An indirect but vital component to the current version of baseball in Baltimore, this 1915 Baltimore Terrapins Federal League stock certificate is a rare and storied survivor of the short-lived circuit. The crisp parchment measures 11-3/8 x 8-1/4” and features a heading that reads: “The Federal BaseBall Club of Baltimore.” In elegant cursive font, the body reads:
“This certifies that Carroll W. Rasin (name is handwritten) is the owner of one hundred (amount is stamped) fully paid and non-assessable shares of the par value of Ten Dollars ($10.00) each, of the Common Capital Stock of The Federal Base Ball Club of Baltimore, Inc., This certificate is transferable only on the books of the corporation by the holder hereof in person or by duly authorized attorney upon the surrender of this certificate properly endorsed. In Witness Whereof, the said corporation has caused this certificate to be signed by its duly authorized officers and to be sealed with the seal of the corporation at Baltimore, Md. this 31st (numerals handwritten) day of March A.D., 1915 (calendar date is handwritten)”

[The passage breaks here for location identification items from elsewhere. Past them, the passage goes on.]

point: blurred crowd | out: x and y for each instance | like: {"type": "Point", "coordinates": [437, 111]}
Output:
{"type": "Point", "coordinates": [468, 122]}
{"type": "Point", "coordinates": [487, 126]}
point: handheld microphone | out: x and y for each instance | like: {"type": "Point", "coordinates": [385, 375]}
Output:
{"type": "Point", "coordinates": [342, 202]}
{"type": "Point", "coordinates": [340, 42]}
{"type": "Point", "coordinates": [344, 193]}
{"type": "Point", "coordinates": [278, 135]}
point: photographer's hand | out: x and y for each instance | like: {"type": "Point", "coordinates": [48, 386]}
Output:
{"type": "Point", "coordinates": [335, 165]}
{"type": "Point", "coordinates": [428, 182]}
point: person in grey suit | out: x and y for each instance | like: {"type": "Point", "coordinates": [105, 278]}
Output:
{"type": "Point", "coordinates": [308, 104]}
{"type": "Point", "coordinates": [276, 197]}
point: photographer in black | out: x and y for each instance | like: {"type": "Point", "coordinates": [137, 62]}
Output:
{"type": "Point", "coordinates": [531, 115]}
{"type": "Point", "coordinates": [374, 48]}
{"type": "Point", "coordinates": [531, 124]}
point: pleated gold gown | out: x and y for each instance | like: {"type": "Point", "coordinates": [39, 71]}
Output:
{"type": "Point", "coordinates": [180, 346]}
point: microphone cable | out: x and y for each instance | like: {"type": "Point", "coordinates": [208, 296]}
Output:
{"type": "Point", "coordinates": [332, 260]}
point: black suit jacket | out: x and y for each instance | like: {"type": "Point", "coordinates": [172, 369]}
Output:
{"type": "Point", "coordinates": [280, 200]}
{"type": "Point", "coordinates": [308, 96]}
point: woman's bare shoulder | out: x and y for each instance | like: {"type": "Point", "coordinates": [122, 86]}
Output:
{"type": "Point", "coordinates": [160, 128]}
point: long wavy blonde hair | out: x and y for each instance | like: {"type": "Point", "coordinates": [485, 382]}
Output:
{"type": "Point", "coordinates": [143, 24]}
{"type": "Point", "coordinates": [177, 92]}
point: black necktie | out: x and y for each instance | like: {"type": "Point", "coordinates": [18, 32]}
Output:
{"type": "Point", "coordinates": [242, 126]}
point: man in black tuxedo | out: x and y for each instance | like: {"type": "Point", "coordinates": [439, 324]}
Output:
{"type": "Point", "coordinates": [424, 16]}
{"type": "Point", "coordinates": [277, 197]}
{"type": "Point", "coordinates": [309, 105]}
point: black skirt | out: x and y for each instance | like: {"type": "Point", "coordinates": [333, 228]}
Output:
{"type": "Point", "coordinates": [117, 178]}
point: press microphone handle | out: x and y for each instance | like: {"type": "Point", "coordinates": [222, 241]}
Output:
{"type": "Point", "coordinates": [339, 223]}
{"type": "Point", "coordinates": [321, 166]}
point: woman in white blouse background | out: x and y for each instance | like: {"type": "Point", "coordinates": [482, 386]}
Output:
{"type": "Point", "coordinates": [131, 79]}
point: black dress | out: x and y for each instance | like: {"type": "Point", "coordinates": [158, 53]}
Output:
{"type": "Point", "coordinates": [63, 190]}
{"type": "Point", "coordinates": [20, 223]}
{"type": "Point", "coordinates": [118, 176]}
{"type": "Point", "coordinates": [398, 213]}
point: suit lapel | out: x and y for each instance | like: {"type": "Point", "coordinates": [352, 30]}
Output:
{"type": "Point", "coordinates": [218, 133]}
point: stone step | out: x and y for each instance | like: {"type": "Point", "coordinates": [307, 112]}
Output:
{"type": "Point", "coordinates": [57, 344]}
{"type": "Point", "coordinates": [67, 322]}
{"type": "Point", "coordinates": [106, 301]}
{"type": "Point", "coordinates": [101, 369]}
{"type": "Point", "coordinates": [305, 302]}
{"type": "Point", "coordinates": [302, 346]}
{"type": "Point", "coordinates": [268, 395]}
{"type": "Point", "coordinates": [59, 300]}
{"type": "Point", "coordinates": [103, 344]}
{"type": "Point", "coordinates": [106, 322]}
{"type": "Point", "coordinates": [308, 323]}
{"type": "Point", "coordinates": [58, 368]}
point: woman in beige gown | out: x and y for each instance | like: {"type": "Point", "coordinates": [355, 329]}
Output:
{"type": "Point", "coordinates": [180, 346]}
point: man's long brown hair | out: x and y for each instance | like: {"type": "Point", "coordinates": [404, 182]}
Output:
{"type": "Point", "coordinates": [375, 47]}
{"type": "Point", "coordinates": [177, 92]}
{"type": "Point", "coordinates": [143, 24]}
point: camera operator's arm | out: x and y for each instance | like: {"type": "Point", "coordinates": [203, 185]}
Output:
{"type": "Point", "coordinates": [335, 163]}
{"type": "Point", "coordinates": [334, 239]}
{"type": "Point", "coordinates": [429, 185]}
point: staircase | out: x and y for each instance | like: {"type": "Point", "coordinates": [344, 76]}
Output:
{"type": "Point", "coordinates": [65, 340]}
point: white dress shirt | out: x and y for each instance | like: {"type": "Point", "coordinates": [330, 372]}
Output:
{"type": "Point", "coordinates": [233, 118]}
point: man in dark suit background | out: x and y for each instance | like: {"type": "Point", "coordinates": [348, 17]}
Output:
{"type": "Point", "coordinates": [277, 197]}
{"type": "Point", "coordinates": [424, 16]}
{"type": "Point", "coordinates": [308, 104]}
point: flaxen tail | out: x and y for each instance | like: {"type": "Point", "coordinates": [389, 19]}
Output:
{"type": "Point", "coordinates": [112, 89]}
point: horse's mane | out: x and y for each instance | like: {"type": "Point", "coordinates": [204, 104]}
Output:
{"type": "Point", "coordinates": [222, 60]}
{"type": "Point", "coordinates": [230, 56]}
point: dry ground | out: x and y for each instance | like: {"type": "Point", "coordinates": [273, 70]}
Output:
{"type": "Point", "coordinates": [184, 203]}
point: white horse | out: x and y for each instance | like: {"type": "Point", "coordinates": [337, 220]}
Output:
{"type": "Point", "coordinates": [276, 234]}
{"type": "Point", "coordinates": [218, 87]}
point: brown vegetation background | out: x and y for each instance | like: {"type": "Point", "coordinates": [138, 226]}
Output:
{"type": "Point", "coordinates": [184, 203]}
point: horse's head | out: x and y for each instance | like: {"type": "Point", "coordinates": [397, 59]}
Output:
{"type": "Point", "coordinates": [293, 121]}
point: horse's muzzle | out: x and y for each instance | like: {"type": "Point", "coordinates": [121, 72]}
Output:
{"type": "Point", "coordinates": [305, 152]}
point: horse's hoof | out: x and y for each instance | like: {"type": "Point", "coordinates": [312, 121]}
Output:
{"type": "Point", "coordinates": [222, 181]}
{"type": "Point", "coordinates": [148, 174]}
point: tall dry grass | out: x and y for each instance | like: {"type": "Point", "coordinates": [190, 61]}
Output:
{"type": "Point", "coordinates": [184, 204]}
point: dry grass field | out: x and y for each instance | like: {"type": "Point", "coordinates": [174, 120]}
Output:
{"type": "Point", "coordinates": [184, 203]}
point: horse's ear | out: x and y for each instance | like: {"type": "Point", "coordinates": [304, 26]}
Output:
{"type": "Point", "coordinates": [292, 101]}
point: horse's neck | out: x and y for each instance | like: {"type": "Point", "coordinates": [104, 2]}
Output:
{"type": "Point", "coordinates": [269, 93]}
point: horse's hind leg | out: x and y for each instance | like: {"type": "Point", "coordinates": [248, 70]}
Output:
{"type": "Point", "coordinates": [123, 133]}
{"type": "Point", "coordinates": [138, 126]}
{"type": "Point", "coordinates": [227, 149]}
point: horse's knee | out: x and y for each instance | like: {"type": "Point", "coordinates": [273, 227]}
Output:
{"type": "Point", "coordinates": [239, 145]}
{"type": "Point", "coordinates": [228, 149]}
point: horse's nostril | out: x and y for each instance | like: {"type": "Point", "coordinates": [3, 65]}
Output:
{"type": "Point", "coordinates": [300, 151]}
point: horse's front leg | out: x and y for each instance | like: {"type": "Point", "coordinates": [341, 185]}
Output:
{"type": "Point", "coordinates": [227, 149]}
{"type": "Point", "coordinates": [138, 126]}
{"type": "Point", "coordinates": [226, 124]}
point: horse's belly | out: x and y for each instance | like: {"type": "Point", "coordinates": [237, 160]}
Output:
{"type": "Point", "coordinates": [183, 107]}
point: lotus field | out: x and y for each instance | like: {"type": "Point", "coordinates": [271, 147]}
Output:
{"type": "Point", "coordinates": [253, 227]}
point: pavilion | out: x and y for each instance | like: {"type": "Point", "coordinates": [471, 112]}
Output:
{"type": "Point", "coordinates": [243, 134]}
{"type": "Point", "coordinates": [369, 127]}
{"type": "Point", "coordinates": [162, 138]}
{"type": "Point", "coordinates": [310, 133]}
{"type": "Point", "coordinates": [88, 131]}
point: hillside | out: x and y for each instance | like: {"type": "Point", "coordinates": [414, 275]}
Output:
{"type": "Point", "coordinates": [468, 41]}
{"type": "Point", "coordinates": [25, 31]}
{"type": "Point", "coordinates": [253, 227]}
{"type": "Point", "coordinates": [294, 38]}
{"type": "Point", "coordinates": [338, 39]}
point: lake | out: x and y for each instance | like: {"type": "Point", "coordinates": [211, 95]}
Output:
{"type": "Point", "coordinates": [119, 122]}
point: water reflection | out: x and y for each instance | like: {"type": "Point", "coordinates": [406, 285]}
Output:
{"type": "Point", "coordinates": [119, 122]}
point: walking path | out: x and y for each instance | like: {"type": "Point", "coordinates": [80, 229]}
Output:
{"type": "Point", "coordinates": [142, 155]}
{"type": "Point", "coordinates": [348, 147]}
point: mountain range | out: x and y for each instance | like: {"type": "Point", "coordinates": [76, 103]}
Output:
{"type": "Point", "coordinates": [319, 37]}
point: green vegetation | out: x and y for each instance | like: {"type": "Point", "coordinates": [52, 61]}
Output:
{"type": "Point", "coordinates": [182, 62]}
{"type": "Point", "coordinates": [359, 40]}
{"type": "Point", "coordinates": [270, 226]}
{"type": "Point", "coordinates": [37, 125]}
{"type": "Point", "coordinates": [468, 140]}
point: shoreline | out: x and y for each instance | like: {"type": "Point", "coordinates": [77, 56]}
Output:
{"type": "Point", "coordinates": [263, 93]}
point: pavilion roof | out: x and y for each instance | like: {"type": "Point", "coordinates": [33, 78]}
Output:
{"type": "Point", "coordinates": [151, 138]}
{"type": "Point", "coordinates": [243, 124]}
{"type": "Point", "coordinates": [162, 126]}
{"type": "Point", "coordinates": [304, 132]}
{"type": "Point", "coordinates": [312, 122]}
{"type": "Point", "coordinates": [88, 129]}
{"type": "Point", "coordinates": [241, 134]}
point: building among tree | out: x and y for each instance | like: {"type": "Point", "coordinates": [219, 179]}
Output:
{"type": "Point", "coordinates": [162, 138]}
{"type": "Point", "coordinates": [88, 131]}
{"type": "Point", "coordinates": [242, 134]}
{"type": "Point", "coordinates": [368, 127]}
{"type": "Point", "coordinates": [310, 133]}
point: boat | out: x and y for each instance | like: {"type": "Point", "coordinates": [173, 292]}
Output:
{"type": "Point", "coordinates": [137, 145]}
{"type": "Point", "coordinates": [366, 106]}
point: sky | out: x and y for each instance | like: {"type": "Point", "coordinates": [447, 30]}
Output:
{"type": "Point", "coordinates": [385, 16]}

At the bottom, the team’s assistant treasurer has signed on the left. At the lower right, Baltimore politician (and unsuccessful baseball owner) Rasin has signed in black-ink steel tip fountain pen. The gorgeous penmanship and evenly distributed pen pressure combine to show (“9”) strength and clarity. On the reverse, an addition Rasin signature projects similar potency.
The 1915 season proved to be the undoing of the Terrapins (as well as the entire Federal League). Coming off a respectable 84-70 showing in their inaugural year (1914), the Terrapins went all out and plucked Chief Bender from the defending American League champion Philadelphia Athletics. Bender, who had gone 17-3 with seven shutouts for the 1914 A’s, faltered to 4-16 for the Terrapins, contributing to the team’s horrific 47-107 record. Ah, but now for the “silver lining:” with Terrapin Park now vacated in the Federal League’s absence, the International League’s Orioles took over and remained until fire engulfed the wooden structure in July, 1944. Forced to play the remainder of that year’s campaign at Municipal Stadium (later to gain fame as “Memorial Stadium”), the Orioles rallied to both International League and Little World Series titles, drawing sizable crowds to their new and immense home. The booming attendance caught the collective eye of Major League executives, who were quick to grant the City of Baltimore a franchise when the moribund St. Louis Browns became the Baltimore Orioles in 1954.
The offered heirloom presents beautifully with ornate finery framing the legal jargon. There are two vertical compacting folds and a serrated left edge.